Erst wenn du etwas zu verlieren beginnst, entsteht eine Geschichte. Je mehr Verluste, desto mehr Erinnerung, desto mehr Erzählung. Was natürlich bedrückend, lebenshemmend wirken kann.
An keinem Ort habe ich so lange gelebt wie in Hiroshima. Dreizehn Jahre, kein Jubiläum, keine »runde« Zahl – ich hätte mit dieser Erzählung warten können, bis es fünfzehn oder zwanzig Jahre sind. Aber ob ich dann noch hier bin? Ob ich noch lebe? Der Lauf der Geschichte oder des Zufalls will es, daß dieses Datum, das »Gegebene«, mit einem anderen Datum zusammenfällt, einem Ende und Neubeginn. Nach dreißig Jahren geht die Amtszeit des alten Kaisers zu Ende, ein neuer tritt an. Es war die versprochene Friedenszeit (»Heisei«), aber auch eine deprimierende Zeit, eine verewigte Krise ohne große Hoffnung auf eine Lösung; die jungen Leute haben mehr Angst vor der Zukunft als Vertrauen in sie. Vor kurzem wurde Shoko Asahara gehängt, der Guru einer religiösen Sekte, verantwortlich für das Giftgasattentat 1995 in der U‑Bahn von Tokyo, bei dem zwölf Menschen starben und hunderte verletzt wurden. Nach dem Erdbeben und Tsunami in Tohoku, mit der drohenden Atomkatastrophe, hatten wir Angst, das Land könnte zerbrechen. Letztes Jahr ging in unserer Gegend ein schwerer, schier endloser Regen nieder, neben unserem Haus rutschte, vom Gipfel weg, ein ganzer Berghang herunter, die Spuren sind unübersehbar, ich muß mich nur umwenden: Blick durch das Balkonfenster, wie damals, als ich, schlaflos im Morgengrauen, das große Grollen gehört hatte und sofort aufgesprungen war.

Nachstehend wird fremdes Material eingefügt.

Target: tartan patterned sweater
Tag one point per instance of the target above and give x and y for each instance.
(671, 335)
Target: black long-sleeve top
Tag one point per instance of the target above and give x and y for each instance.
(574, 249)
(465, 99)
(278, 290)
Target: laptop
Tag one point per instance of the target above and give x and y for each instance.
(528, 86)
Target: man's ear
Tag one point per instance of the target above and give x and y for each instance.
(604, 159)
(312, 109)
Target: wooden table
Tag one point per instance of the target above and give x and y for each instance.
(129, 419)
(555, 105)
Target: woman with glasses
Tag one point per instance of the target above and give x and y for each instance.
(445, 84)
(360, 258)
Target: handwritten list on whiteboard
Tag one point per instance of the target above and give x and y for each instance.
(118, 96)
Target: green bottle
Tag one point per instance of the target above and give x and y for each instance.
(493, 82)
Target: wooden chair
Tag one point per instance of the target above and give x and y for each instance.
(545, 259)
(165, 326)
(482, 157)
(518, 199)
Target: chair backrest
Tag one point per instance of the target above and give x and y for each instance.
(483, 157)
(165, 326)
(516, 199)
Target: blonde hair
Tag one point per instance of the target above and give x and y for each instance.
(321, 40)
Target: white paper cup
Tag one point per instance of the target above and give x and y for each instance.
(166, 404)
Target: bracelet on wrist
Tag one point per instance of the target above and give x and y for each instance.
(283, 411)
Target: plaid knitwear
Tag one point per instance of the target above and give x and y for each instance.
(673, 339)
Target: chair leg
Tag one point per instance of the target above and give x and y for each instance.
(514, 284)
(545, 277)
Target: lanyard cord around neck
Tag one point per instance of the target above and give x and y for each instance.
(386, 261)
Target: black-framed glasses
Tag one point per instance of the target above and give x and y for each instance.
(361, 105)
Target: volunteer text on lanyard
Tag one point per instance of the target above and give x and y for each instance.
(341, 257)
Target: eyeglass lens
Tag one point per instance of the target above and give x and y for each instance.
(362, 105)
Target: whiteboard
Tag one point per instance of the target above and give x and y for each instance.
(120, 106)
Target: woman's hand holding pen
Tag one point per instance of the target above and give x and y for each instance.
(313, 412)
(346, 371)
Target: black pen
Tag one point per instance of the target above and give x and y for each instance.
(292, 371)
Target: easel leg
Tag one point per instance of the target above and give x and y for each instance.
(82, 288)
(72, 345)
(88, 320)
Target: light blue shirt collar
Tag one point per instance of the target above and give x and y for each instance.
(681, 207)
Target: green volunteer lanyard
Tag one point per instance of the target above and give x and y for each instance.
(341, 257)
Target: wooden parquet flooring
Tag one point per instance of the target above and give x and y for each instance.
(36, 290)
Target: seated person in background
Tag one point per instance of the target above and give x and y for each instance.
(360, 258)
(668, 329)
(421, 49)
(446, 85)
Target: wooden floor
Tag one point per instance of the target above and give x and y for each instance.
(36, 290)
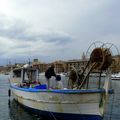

Heisei. Reiwa. Geht mich das etwas an? Schwer zu sagen, was die neue Maxime – wenn es eine ist und sein soll – eigentlich bedeutet. Zwei Schriftzeichen aus einem alten japanischen Gedicht, dem Lied von der Pflaumenblüte, die man in Kyoto oder Hiroshima schon kurz nach Neujahr sehen kann, die erste Baumblüte und deshalb besonders herzerfreuend, hoffnungsvoll. Früher stammten die kaiserlichen Maximen aus alten chinesischen Texten, die die Frühzeit der japanischen Kultur prägten. Gut so; eine nationalistische Geste, wie sie das mißtrauische Kommentatorenvolk zu erkennen glaubte (»Japan snubs China at dawn of new imperial era« lautete die Schlagzeile in The Times), kann ich darin nicht sehen. Auch die japanische Hymne ist ja ein recht friedliches Gedicht aus dem zehnten Jahrhundert, ohne Kriegsgetrommel (aux armes citoyens, the bombs bursting in the air…), ohne Prahlerei (das begnadete Volk großer Söhne und, neuerdings, Töchter).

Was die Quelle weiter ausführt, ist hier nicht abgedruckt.